Bug #1881
keydetection returns an invalid key 25
Status: | New | Start date: | 2019-05-12 | |
---|---|---|---|---|
Priority: | Normal | Due date: | ||
Assignee: | Chris Cannam | % Done: | 0% | |
Category: | - | |||
Target version: | - |
Description
In the Mixxx project we have discovered a bug that some tracks have are detected as invalid key 25.
This happens due to a rounding issue and is fixed here:
https://github.com/c4dm/qm-dsp/pull/2
History
#1 Updated by Chris Cannam over 5 years ago
Thanks for the report!
Do you have an example of an input file for which it produces this output?
The discussion on Github looks entirely plausible, and you are almost certainly in a better position to test this with real-world data at the moment than I am. But I do need to be cautious about updating the core logic of a library and plugin that I did not originally design and that has been producing the same output for over a decade. I'm aware that a "natural" fix to one part of a library can sometimes break the results further up a pipeline (perhaps because something in the plugin code has some magic that "compensates" for it) so this sort of thing is not risk-free.
I will set up some tests for this locally and have a closer look, but any extra info or data you can provide would be handy.
#2 Updated by Daniel Schürmann over 5 years ago
- File 1975.wav added
Yes, a 1975.53 Hz sine wave created with Audacity (see attached)
This should be detected as B minor = 24, but returns the invalid value 25.
Playing with these similar sine waves, I have also discovered an other bug.
It is fixed here https://github.com/mixxxdj/mixxx/pull/2112
and a thread save issue fixed here:
https://github.com/mixxxdj/mixxx/pull/2113
Do you know some algorithm insights?
But lets first fix this one here.
#3 Updated by Chris Cannam over 5 years ago
- Assignee set to Chris Cannam
Thank you, that's enough to reproduce the problem here as well.
I want to make sure I have enough test scaffold before I bring in any changes, so what I propose to do is to prop up some regression tests for the QM Key Detector plugin (which of course uses this code) and tone-generator unit tests for the key detection logic here.
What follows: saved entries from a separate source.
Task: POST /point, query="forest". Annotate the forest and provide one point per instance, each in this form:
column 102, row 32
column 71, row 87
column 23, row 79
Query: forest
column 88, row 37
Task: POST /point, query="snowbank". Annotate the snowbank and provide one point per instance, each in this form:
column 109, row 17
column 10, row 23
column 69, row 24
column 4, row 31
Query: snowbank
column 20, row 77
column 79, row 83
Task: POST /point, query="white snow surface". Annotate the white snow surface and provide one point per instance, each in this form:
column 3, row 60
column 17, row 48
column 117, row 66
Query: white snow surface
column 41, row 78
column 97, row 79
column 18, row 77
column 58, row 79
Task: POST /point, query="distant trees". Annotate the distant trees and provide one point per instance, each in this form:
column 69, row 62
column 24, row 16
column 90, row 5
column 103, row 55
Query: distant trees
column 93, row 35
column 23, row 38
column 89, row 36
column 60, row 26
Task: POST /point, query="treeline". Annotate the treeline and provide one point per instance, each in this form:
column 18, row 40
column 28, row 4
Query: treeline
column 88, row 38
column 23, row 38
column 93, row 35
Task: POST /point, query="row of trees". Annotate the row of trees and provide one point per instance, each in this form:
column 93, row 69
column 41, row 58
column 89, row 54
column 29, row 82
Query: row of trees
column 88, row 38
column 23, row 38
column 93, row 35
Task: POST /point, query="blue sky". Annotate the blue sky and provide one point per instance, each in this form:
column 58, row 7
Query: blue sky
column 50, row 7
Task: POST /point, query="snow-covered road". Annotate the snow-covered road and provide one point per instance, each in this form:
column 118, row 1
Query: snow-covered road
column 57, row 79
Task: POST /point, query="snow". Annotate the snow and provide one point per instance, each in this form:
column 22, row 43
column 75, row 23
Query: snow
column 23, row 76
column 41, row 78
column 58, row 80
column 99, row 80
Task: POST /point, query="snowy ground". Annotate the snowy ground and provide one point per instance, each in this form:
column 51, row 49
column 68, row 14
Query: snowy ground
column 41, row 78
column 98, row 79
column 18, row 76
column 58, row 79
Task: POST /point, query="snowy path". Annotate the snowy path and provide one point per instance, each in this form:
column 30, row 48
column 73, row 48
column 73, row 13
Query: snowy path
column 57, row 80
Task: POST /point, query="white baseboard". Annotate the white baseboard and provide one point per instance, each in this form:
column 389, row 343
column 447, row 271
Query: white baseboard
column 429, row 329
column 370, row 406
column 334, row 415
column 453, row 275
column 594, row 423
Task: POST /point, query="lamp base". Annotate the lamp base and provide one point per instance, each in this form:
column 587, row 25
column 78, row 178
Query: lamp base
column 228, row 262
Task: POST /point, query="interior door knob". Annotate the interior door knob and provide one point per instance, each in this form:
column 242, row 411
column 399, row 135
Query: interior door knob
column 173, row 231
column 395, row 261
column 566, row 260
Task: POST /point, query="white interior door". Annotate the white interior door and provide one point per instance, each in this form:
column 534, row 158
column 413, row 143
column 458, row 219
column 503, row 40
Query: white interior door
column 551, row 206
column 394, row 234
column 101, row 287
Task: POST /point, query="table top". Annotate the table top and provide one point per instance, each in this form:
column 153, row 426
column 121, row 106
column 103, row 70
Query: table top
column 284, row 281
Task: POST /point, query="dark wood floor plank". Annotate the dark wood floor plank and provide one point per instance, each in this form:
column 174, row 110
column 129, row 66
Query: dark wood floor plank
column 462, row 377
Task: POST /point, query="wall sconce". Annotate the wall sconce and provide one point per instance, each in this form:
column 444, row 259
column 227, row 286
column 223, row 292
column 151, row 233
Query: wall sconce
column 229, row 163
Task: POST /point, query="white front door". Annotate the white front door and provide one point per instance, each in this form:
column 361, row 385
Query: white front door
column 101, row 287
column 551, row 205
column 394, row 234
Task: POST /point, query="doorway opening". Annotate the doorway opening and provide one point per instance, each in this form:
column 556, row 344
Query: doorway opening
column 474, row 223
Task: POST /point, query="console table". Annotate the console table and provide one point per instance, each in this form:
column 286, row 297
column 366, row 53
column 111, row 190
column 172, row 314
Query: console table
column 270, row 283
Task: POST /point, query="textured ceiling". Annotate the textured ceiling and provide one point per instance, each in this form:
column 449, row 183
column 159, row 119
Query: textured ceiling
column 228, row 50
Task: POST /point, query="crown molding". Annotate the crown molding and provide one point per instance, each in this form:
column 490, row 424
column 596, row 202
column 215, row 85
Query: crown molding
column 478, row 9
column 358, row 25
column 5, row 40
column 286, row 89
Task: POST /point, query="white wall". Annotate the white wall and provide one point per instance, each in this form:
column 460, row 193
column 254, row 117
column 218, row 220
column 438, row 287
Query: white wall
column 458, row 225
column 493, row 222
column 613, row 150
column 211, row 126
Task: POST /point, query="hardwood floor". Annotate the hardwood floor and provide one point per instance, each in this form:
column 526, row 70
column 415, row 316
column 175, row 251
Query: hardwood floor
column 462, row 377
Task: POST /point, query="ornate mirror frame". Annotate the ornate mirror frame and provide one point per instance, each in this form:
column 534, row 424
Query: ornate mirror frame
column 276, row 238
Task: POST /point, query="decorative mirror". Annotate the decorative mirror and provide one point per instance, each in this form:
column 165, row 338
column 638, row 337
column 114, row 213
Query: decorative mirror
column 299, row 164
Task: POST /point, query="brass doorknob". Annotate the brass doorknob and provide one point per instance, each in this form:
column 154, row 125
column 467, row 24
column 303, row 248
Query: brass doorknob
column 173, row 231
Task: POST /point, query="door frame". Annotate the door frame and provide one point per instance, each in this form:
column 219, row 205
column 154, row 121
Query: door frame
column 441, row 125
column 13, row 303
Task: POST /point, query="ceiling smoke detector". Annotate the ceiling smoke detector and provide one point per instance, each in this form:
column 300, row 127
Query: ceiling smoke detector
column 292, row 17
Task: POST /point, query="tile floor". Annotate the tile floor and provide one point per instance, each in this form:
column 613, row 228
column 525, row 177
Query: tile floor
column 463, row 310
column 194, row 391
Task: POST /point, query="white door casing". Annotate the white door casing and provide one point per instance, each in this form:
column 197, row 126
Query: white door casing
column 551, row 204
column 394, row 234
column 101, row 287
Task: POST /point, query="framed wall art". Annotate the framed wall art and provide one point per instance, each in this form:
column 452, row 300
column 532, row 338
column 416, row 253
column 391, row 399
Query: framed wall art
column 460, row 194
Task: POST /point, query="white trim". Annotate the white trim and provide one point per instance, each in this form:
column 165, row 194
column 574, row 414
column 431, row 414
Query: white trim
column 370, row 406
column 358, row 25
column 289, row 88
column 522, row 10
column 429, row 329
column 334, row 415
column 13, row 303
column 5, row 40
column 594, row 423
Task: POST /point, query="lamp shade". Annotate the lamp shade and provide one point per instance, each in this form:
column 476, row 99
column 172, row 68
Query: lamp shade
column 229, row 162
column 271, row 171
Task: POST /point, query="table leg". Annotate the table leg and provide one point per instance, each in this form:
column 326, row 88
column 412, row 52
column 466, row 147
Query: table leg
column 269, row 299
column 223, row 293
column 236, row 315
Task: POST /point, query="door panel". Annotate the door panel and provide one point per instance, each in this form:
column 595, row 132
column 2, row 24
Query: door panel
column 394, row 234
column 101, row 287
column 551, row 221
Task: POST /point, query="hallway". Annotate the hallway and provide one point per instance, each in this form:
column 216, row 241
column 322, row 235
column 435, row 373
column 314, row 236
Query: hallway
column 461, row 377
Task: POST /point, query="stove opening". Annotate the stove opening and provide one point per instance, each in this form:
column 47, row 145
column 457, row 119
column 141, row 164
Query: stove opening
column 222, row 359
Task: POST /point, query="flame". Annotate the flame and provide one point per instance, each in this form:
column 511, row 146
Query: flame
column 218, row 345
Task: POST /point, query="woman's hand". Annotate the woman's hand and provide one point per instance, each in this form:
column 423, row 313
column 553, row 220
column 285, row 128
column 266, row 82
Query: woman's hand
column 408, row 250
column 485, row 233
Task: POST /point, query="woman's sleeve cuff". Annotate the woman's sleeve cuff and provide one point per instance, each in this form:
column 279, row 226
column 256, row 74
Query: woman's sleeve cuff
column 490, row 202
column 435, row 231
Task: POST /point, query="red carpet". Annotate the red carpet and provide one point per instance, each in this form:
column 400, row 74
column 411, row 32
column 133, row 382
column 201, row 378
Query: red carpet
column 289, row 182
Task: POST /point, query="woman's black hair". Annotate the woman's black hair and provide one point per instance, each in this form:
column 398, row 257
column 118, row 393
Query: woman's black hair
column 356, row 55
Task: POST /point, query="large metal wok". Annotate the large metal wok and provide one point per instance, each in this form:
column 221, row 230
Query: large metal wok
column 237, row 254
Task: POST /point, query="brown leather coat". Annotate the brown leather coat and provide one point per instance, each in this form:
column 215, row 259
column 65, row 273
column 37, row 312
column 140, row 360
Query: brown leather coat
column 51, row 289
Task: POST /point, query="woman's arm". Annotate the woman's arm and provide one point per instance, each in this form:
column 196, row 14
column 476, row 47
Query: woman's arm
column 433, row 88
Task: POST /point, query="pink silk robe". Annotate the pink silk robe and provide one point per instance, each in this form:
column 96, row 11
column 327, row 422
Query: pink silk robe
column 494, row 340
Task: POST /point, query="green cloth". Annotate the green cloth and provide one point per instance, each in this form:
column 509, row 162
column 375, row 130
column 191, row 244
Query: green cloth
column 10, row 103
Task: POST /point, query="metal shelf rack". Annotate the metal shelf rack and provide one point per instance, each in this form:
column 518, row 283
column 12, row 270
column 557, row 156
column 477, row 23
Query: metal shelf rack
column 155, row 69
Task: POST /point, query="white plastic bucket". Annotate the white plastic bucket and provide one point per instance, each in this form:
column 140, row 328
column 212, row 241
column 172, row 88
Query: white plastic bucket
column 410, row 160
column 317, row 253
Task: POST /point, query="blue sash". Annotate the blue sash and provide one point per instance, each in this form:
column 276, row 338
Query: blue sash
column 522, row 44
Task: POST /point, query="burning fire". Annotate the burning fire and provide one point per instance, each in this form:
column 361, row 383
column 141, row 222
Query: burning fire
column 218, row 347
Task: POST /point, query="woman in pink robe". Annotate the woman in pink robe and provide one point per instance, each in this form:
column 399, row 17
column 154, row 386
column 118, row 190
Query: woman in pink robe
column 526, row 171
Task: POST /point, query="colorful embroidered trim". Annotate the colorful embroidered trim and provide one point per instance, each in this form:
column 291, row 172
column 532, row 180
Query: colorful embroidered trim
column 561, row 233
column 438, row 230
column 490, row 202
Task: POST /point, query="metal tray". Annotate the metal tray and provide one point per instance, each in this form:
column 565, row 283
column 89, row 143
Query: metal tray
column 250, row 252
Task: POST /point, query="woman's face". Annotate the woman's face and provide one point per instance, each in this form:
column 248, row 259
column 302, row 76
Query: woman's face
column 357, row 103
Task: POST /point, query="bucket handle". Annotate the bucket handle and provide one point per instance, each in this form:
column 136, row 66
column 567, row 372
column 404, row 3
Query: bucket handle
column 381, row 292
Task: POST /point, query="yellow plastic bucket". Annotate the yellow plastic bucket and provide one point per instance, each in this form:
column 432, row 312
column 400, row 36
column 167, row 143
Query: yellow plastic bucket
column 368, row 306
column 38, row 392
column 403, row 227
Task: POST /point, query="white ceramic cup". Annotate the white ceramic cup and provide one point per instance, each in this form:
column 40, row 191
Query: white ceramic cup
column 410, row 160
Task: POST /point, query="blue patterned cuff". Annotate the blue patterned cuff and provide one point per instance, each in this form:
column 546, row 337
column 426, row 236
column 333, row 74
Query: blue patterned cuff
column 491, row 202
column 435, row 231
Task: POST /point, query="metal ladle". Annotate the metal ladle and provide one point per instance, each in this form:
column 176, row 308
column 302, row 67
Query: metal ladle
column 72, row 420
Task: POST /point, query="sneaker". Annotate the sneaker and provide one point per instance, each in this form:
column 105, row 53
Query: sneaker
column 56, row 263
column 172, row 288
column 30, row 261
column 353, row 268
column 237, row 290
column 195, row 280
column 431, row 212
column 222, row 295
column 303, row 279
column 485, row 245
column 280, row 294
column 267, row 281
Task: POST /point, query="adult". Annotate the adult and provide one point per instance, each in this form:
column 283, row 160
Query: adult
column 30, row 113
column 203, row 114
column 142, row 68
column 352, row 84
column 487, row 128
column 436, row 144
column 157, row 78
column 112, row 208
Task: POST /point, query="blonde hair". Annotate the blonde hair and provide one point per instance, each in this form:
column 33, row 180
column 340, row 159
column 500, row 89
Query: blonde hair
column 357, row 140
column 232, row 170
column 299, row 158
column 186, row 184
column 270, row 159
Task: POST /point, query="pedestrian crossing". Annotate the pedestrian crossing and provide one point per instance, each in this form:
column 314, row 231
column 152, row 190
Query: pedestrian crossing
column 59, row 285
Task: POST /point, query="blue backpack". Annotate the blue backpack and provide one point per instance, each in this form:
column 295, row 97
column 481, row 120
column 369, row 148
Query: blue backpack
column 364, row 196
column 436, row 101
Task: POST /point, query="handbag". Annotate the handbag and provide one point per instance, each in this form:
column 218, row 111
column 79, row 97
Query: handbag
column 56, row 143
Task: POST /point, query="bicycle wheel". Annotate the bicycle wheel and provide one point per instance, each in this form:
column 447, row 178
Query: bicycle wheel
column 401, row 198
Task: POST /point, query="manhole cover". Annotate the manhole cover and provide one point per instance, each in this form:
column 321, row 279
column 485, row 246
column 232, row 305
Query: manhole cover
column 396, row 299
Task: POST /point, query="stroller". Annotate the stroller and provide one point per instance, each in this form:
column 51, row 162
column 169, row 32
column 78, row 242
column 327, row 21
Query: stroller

Then I should feel safe applying these fixes. I expect to have time to do this at the start of next week (probably not this week sadly). My purpose here is just to make sure things don't break by accident - despite its faults, this code has done a fair job of detecting keys for users for some time, so we have to make sure any changes are pure improvement.
Looking over your other changes, I do see a few things that we can't pull here - e.g. removing the key strengths, which are used by the key-strength output of the key detector plugin. However you are plainly right about the circular shift on a static array - that is certainly a creative way to do things! I hadn't noticed it before.
Thanks again for having the patience to propose these fixes upstream.
#4 Updated by Daniel Schürmann over 5 years ago
Is a GitHub PR the right channel to request merges?
Is it reasonable to issue a syle PR? The major issue is that the code has mixed tab and spaces indent.
It would be great to have that fixed. Do you have a style guide or something?
#5 Updated by Chris Cannam over 5 years ago
The way things are set up at the moment, this repository is the authoritative one, and the Github repo is just an automatically-updated mirror of it. So it's not currently possible to merge PRs on Github. However, it can quite easily be switched so things work the other way around. I don't mind doing that for this repo, and managing both code and issues on Github. I will make that switch after committing some tests (this afternoon I expect).
A problem with merges of any kind is copyright: QMUL would like to maintain the ability to sell commercial licences for the code. This happens occasionally, and when it does, much of the licence fee goes to the researchers who did the original published work - not necessarily to anyone who actually implemented it in code - giving a small bonus to researchers who are often not paid all that well. Although this code is old and dusty, it's still "live" as far as licensing is concerned. Therefore, it would be necessary either to assign copyright on contributions to QM, or (probably easier) to include a note that applies a BSD-style licence to any contributions so that they can be included in a GPL library commercially relicensed by QMUL.
About code style - indentation is supposed to be 4 spaces at a time, no tabs, opening brace at end of line except at the start of a function definition. But as you see, some files are almost entirely untouched since being written in a different style. Making them consistent would be a good idea, yes!
#6 Updated by Chris Cannam over 5 years ago
I've switched the primary to Github, and have created a branch (chroma-key-tuning-review
) with some test material, into which I would like to pull these fixes.
As I understand it, your commits do three things:
- fix a rounding error in the key detector which treats the chromagram as 1/3 semitone lower than it actually is; this may produce a worse key estimation than it otherwise would, and can occasionally produce an entirely invalid key output
- fix a rounding error in the chromagram which means that sinusoids are not always placed within the proper bin position?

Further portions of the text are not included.